Our next visit was to the Lonja. In the good old days when Palma was a great mercantile centre—the days when thirty thousand sailors found employment from its port—a Majorcan architect designed the Lonja to serve as an exchange.

This old-time architect and his builders must have been past masters of their art, for though hundreds of years have slipped by since then, and the Lonja no more serves any active purpose, it still survives to delight by the simple grandeur of its design. Seen as it stands with only a wide thoroughfare separating it from the sparkling waters of the port, with its palm-trees in front and a cloudless blue sky overhead, the antique building is one of the most beautiful sights in a city that abounds in beautiful things.

We had been told that the Lonja was open to the public on the afternoons of Thursdays and Sundays. So one Sunday evening, early in our stay, the Man and I stopped in front of the great door, and tried to push it open. It did not yield a hair's-breadth. Indeed, it seemed to wear an expression of stolid immobility, as though secretly defying our puny efforts to induce it to reveal the treasures it guarded.
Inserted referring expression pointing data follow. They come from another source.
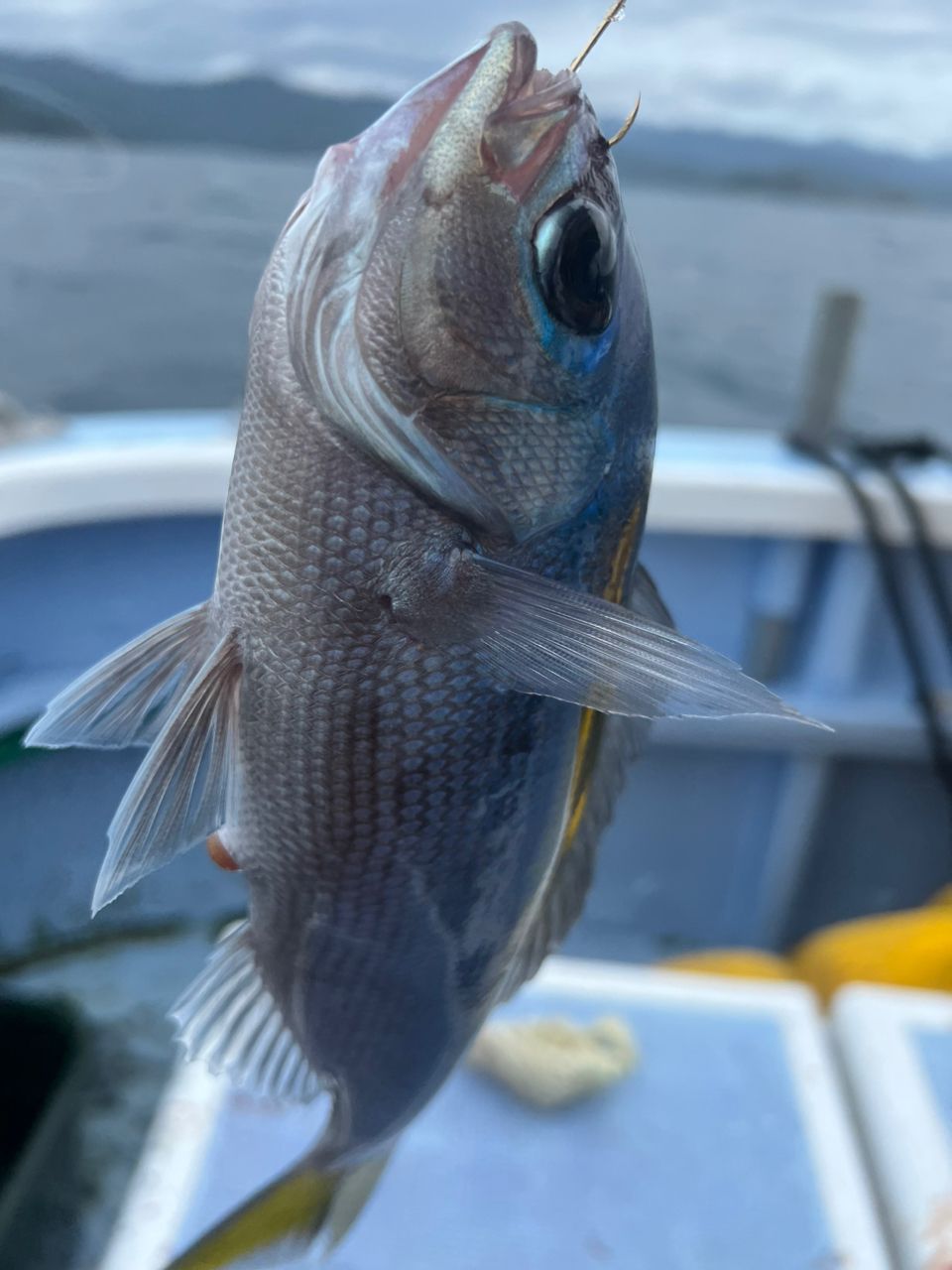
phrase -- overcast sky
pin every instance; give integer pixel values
(875, 71)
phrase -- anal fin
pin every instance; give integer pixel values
(229, 1019)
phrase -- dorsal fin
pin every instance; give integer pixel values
(230, 1019)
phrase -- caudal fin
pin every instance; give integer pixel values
(309, 1203)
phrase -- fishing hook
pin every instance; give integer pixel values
(612, 16)
(626, 127)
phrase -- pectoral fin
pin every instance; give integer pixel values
(181, 792)
(539, 636)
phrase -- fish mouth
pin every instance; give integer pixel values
(507, 118)
(534, 117)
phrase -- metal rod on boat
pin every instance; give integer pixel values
(828, 362)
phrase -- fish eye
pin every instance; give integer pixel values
(576, 266)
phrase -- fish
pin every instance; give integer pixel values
(430, 651)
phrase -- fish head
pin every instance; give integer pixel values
(463, 293)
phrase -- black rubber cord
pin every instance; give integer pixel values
(888, 566)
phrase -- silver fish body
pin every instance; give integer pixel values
(430, 649)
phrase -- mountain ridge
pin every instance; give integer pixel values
(55, 95)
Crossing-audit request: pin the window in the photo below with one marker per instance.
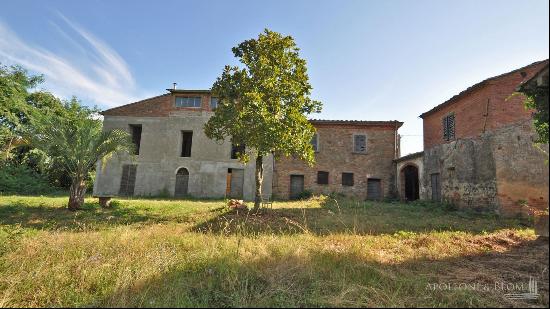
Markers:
(186, 142)
(315, 142)
(449, 127)
(322, 178)
(135, 131)
(347, 179)
(236, 149)
(360, 143)
(127, 180)
(213, 103)
(188, 101)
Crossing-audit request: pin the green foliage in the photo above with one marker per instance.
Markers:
(74, 138)
(538, 101)
(22, 180)
(304, 195)
(179, 253)
(264, 105)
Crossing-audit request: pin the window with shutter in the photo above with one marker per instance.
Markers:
(448, 123)
(322, 178)
(135, 130)
(128, 180)
(236, 150)
(315, 142)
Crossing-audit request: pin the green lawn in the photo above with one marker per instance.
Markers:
(320, 252)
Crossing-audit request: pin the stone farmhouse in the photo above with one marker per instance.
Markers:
(478, 148)
(173, 156)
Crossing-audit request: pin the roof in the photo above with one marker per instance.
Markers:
(477, 86)
(540, 79)
(189, 90)
(409, 156)
(357, 122)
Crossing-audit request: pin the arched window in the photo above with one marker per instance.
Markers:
(182, 182)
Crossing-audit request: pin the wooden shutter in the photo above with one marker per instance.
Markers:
(436, 187)
(347, 179)
(322, 178)
(128, 180)
(360, 143)
(315, 142)
(186, 143)
(296, 185)
(182, 182)
(374, 189)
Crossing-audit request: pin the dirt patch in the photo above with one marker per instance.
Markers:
(506, 270)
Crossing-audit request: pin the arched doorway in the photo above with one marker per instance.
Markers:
(410, 182)
(182, 182)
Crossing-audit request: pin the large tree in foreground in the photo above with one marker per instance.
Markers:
(76, 139)
(265, 104)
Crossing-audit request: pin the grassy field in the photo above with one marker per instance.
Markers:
(319, 252)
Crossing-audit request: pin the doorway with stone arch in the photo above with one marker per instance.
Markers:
(182, 182)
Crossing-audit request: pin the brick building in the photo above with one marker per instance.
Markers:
(479, 151)
(354, 158)
(174, 157)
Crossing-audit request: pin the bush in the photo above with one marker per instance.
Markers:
(22, 180)
(304, 195)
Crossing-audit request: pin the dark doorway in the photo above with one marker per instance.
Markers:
(412, 192)
(436, 187)
(296, 186)
(236, 184)
(182, 182)
(374, 189)
(128, 180)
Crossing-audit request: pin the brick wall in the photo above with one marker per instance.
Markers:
(485, 107)
(492, 163)
(336, 156)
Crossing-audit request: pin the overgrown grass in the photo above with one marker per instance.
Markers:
(318, 252)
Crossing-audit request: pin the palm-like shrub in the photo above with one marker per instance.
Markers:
(77, 140)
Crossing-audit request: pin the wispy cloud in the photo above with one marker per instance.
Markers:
(98, 74)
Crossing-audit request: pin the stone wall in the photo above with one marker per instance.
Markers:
(499, 171)
(416, 160)
(159, 158)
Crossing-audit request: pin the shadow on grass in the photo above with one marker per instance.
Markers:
(355, 217)
(327, 277)
(90, 217)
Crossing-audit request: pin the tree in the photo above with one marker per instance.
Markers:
(76, 140)
(15, 84)
(265, 104)
(537, 100)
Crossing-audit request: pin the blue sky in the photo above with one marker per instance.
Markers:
(367, 60)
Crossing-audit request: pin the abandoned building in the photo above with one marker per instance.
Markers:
(173, 156)
(479, 152)
(479, 149)
(354, 158)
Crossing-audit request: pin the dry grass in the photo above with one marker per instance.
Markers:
(319, 252)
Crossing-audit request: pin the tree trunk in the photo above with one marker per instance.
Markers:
(76, 194)
(259, 178)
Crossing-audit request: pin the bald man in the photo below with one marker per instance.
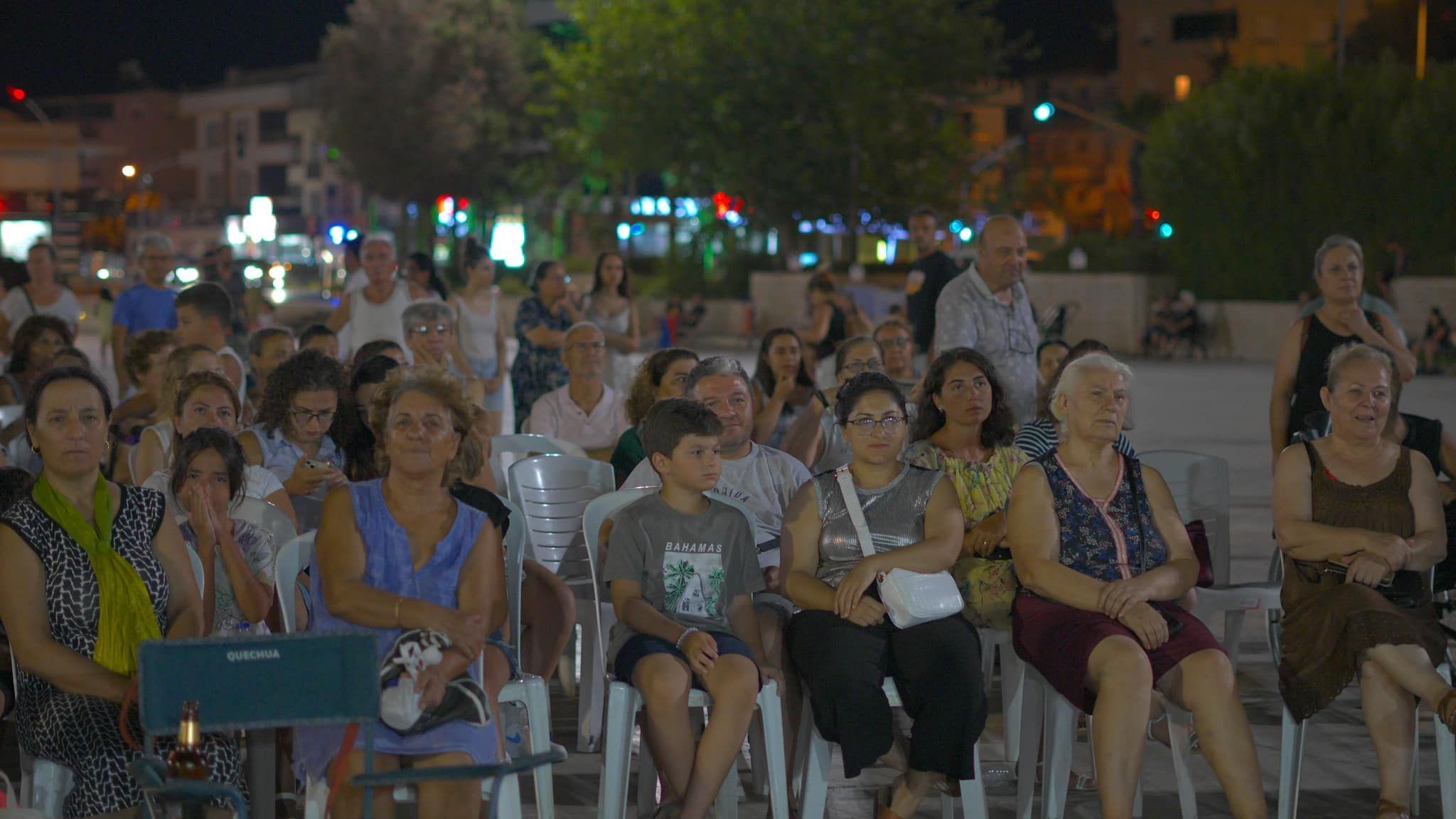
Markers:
(986, 309)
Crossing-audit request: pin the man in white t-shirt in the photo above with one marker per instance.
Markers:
(586, 412)
(762, 477)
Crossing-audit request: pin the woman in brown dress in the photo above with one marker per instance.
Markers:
(1361, 505)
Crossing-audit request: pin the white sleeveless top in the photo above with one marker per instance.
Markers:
(475, 331)
(370, 323)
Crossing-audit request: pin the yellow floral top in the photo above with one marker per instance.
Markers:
(982, 487)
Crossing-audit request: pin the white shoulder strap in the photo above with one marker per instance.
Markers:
(857, 515)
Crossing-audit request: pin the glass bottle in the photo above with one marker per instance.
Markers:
(187, 761)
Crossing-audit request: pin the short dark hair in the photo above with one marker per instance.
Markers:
(315, 331)
(210, 302)
(375, 348)
(201, 441)
(1078, 350)
(33, 401)
(669, 422)
(999, 427)
(259, 338)
(15, 484)
(141, 347)
(29, 331)
(862, 385)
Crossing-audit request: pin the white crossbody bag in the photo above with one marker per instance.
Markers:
(911, 598)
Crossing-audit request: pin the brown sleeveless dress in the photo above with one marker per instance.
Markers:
(1328, 624)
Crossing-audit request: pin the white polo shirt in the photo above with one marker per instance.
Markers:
(555, 414)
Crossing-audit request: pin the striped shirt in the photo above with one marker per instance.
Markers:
(1040, 437)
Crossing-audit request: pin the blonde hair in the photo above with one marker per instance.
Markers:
(436, 384)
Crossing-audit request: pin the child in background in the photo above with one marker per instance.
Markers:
(205, 316)
(682, 569)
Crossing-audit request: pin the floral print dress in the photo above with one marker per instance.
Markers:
(989, 585)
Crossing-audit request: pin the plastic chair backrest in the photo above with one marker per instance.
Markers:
(1200, 487)
(554, 491)
(309, 510)
(514, 567)
(508, 449)
(197, 570)
(11, 413)
(265, 516)
(259, 682)
(293, 556)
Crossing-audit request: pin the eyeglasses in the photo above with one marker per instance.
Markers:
(867, 426)
(305, 417)
(872, 366)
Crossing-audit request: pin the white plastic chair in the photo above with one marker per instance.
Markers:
(291, 557)
(552, 493)
(1200, 486)
(1050, 717)
(815, 761)
(265, 516)
(1292, 754)
(508, 449)
(625, 701)
(44, 784)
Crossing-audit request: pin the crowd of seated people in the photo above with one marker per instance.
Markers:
(1051, 531)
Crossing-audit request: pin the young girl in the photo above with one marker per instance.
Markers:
(155, 445)
(479, 330)
(237, 557)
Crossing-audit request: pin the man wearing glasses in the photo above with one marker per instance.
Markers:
(147, 305)
(586, 412)
(987, 309)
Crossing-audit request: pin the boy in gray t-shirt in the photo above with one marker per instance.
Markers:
(682, 569)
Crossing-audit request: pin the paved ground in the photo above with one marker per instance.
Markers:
(1214, 408)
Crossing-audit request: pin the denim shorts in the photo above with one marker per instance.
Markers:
(488, 369)
(641, 646)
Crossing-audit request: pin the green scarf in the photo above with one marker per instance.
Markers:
(127, 617)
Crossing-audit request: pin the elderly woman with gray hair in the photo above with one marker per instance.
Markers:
(1359, 519)
(1103, 554)
(1299, 372)
(586, 412)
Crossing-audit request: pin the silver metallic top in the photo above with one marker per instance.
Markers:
(894, 515)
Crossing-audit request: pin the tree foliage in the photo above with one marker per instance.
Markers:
(430, 97)
(1256, 169)
(811, 107)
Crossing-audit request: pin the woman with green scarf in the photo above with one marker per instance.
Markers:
(87, 572)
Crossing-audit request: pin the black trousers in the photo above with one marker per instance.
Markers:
(935, 665)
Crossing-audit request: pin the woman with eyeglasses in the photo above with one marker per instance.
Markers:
(815, 437)
(843, 645)
(964, 429)
(897, 343)
(300, 430)
(540, 328)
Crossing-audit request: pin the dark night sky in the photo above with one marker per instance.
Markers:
(53, 47)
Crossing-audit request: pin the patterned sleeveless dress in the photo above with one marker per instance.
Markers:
(83, 732)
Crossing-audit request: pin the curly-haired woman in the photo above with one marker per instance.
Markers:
(661, 375)
(300, 430)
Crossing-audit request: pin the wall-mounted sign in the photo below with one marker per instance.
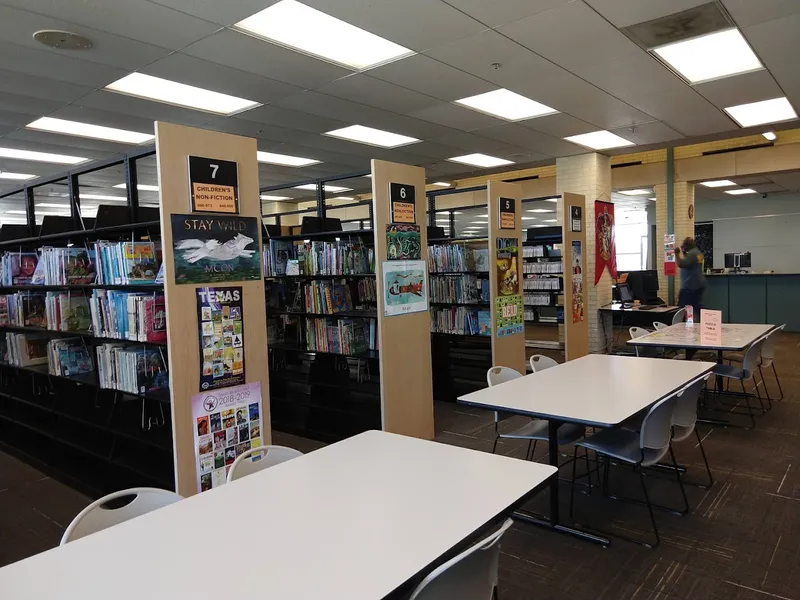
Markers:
(403, 201)
(508, 213)
(214, 185)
Sitting in a chair in the shadow of the building an old policeman was dozing. Him the Man roused and interrogated.

He shook his head over the idea of the Lonja being on view on stated days. But the Lonja was at the disposicion of the señor. The señor could see it on any day. He would fetch the keeper of the keys.

Toddling off across the square of the palm-trees, he disappeared, and in a few minutes returned, followed by that official, bearing the emblem of his office in the form of a massive key.

The great door opened and closed behind us, and we found ourselves in a vast square hall, from whose dark marble floor six noble pillars rose to meet the high vaulted roof.